A la hora de entender la “cuestión religiosa” es importante tener en cuenta que no se trataba de un enfrentamiento entre partidarios de diferentes religiones o entre católicos y ateos: España era un país de cultura esencialmente religiosa, de manera que todos los grupos sociales y políticos reconocían la importancia de la fe. La crítica de los liberales se dirigía a los “poderes temporales” de la Iglesia, es decir, a la influencia política de ésta y a las costumbres individuales del clero. A esto se sumaba el hecho de que el Vaticano, asediado por el avance de teorías científicas como las de Darwin, radicalizara cada vez más sus posturas mediante la publicación de encíclicas en condena de movimientos como el liberalismo y el socialismo, o del Concilio Vaticano I (1870) en que declaraba la infalibilidad del Papa. Esto provocó entre los intelectuales progresistas el inicio de un movimiento de renovación religiosa que defendía una vuelta al carácter esencial del cristianismo, su moral aplicada a la acción social, en detrimento del aspecto ritual y externo de la Iglesia católica. El más importante de estos grupos fue el de los krausistas, formado por abogados, profesores, sociólogos, etc. que defendían una moral cristiana racionalista, aplicada no sólo a la renovación personal, sino a la de las estructuras políticas y sociales del país.  Llamado también “racionalismo armónico”, el krausismo pretendía combinar los logros del racionalismo con la metafísica idealista, en especial  con la existencia de Dios y el valor de los actos morales. A pesar de su filiación idealista, lo principal del krausismo era su preocupación por la aplicación práctica de sus doctrinas. Sus principales postulados eran una concepción orgánica de la sociedad—en que todos los miembros están interconectados—y la perfectibilidad del hombre y su capacidad de influir sobre las agrupaciones sociales en su camino hacia la racionalidad y la libertad. El peso del pensamiento krausista en la reconstrucción de la educación, el derecho y las instituciones de la nación se sentiría más allá del fin del siglo XIX.

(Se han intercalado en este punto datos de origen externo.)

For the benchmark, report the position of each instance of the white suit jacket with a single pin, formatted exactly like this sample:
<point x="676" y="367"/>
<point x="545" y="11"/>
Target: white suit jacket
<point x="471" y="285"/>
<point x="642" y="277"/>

La formación de los nacionalismos

Si bien la primera Guerra Carlista se había originado en un problema de sucesión, pronto adoptó tintes nacionalistas. Entre los partidarios de don Carlos, (los “carlistas” o “tradicionalistas”) se encontraban las secciones más conservadoras de la sociedad. Temiendo que con la joven reina Isabel II se implantara un régimen liberal, abogaban por una monarquía absolutista de origen divino y por una Iglesia fuerte, poderosa e influyente. Su lema legendario era "Por Dios, por la Patria y el Rey".

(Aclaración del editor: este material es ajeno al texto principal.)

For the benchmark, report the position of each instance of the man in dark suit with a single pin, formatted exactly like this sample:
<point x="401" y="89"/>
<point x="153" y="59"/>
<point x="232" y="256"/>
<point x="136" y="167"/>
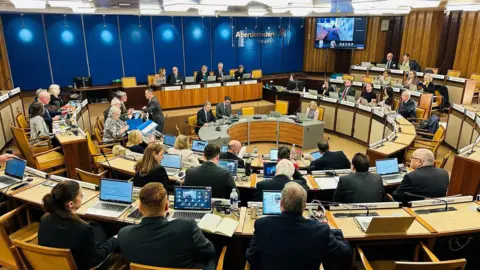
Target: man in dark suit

El carlismo fue inicialmente un movimiento rural, particularmente activo en las zonas que habían disfrutado de regímenes basados en fueros reales como en el País Vasco, Navarra, Aragón y Valencia. Sus partidarios alentaban la reinstauración de los “fueros” de los antiguos reinos históricos—privilegios económicos y administrativos que garantizaban a estas áreas cierta independencia de poder del monarca. Los liberales, en cambio, se oponían a los fueros ya que presentaban un obstáculo a la unidad nacional en la que se fundamentaba la creación del estado moderno.

Hubo tres Guerras Carlistas a lo largo del siglo XIX que dan testimonio de la profunda división ideológica del país.  La Primera Guerra Carlista (ya mencionada), notable por el fanatismo y la crueldad de ambos bandos, se declaró pocos días después de la muerte de Fernando VII y terminó en 1839.  La segunda, entre 1847 y 1849, tuvo importancia sólo en Cataluña.  La tercera se declaró en 1872 y duró hasta 1875, año en el que comenzó el período de mayor estabilidad política del siglo.

A fines del siglo XIX los sentimientos nacionalistas vigentes desde las guerras carlistas en Cataluña y el País Vasco adoptaron la forma de partidos políticos: en 1891 se funda la Unió Catalanista, y en 1895 el Partido Nacionalista Vasco, este último mucho más radical que el primero. Los planteamientos de estos movimientos irán desde el autonomismo reformista al separatismo radical. Ambos reclamaban un cierto grado de soberanía y autogobierno basado en los fueros. Se trataba de nacionalidades que históricamente habían sido independientes y que, por lo tanto, habían preservado sus costumbres, culturas, y lenguas propias. Ambas regiones se contaban entre las más ricas e industrializadas de España, por lo que los dos movimientos tuvieron su origen y apoyo principal en una burguesía que estaba inaugurando la revolución industrial del siglo XIX español. Estas ideas nacionalistas serán factor importantísimo en la historia de España a partir de su aparición en el escenario político y cultural de la nación.

El "desastre" de Cuba y la Generación de 1898

En la política exterior el acontecimiento más importante fue la segunda guerra de Cuba, que había empezado con la insurrección de José Martí en Cuba (1895) y de Andrés Bonifacio en las islas Filipinas (1896). Defendiendo sus propios intereses en las Antillas, los Estados Unidos apoyaron a los rebeldes cubanos y en 1898 declararon la guerra a España después de la sospechosa explosión que hundió al barco Maine en la bahía de La Habana. Al ser destruida la escuadra española en las batallas de Cavite (Filipinas) y de Santiago de Cuba, España tuvo que aceptar el Tratado de París, por el que renunciaba a la soberanía de Cuba y, a cambio de 20 millones de dólares, cedía a los Estados Unidos las islas Filipinas, Guam, Cuba y Puerto Rico. Con la derrota de 1898 se liquidaron los últimos restos de lo que había sido el imperio español de ultramar.

La pérdida de las últimas colonias provocó una profunda crisis en la cultura española. Un grupo de escritores conocidos como la Generación del 98 intentó investigar las causas profundas del desastre y buscar fórmulas para la regeneración de España. Su producción se centró en la literatura, pero se dio también en el ensayo, la historia, la filosofía, la pintura y la ciencia. Miguel de Unamuno, Antonio Machado, Azorín, Ramón del Valle-Inclán, Pío Baroja y Ángel Ganivet son los escritores más representativos de esta producción cultural. Para ellos, una modernidad española nunca realizada del todo—lo que se llegó a llamar "el problema español"—se convirtió en el tema directo o indirecto de prácticamente todas sus obras.